I agree that the history of these industries, of Valenti, of the norms that linked economic imperatives and ideological frameworks, would be fascinating. I think of Siva's book Copyrights and Copywrongs as being quite good in this regard. For me it felt like it would be too much to try to tackle that as well. So the historical impulse that I said I drew from my committee, in the project, meant that I tackled these relatively recent phenomena as historical ones: both that they were embedded in and shaped by what came before, part of and advancing a legacy of decisions and arrangements, and that they could be looked at as having their own historical trajectory, even if only a few moments or a few years past.

Thanks again for the invite, and for the honor of adding the book to your reading list. I'm open to more conversation if people continue to think and talk about the book and the issues it raises.

1 comment:

John said...

One of the issues we discussed a bit was the “irrational fears” on the part of content industries (specifically motion picture and music) that all of their sources of revenue will disappear absent some forms of digital rights protection. I wonder if there is also perhaps “irrational fear” on the part of those of us who worry about potential for rights lost through technological changes proposed by the content industry (myself absolutely included!).

Yet, between these two “irrational fears,” there may be some value in the dialog that is taking place. Copyright law and technological standards evolve so slowly that finding a compromise between these two seemingly polar positions might be an important part in the production of law and social consensus (despite the drawbacks inherent in law made through compromise).
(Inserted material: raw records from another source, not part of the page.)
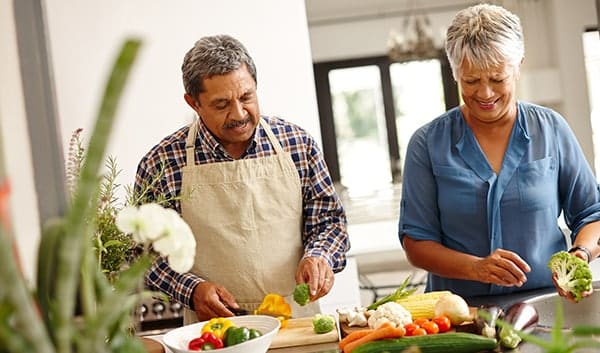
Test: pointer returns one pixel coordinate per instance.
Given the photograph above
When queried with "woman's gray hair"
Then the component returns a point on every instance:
(213, 55)
(486, 36)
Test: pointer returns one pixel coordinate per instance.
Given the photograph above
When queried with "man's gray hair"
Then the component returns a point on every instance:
(213, 55)
(486, 36)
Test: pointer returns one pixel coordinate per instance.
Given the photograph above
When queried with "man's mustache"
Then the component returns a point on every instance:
(238, 123)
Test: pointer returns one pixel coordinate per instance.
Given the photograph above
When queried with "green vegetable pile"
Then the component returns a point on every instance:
(323, 323)
(574, 274)
(302, 294)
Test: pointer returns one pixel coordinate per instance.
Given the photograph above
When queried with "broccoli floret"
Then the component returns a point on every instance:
(574, 274)
(509, 338)
(302, 294)
(323, 323)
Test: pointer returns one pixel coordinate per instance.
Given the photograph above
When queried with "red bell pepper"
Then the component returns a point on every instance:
(207, 342)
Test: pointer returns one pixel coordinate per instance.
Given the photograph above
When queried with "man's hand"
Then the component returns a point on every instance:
(211, 300)
(503, 268)
(316, 272)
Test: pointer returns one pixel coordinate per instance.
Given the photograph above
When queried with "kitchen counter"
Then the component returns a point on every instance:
(503, 301)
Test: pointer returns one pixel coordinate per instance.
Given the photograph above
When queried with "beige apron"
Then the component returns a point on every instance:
(246, 216)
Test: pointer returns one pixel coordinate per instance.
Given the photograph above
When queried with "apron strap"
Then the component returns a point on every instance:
(190, 143)
(274, 142)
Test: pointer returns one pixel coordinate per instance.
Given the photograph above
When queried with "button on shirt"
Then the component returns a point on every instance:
(452, 196)
(324, 229)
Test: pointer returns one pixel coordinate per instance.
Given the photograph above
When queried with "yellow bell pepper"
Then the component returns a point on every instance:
(217, 326)
(276, 306)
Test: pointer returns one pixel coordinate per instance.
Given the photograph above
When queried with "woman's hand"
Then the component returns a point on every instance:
(503, 268)
(211, 300)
Further, I'm personally interested in the role that this dialog plays in informing the public about copyright law, and in its role creating norms of compliance. Do people listen to the Valentis and Gillespies of the copyright debate? How do their arguments impact their actions? If the “average Joe” isn't listening, are those who can really make an impact listening (legislators, academics, creative types, industry people)? What impact does it have on them, and any potential policy?

Thanks for the interesting read, and for responding to comments, Tarleton!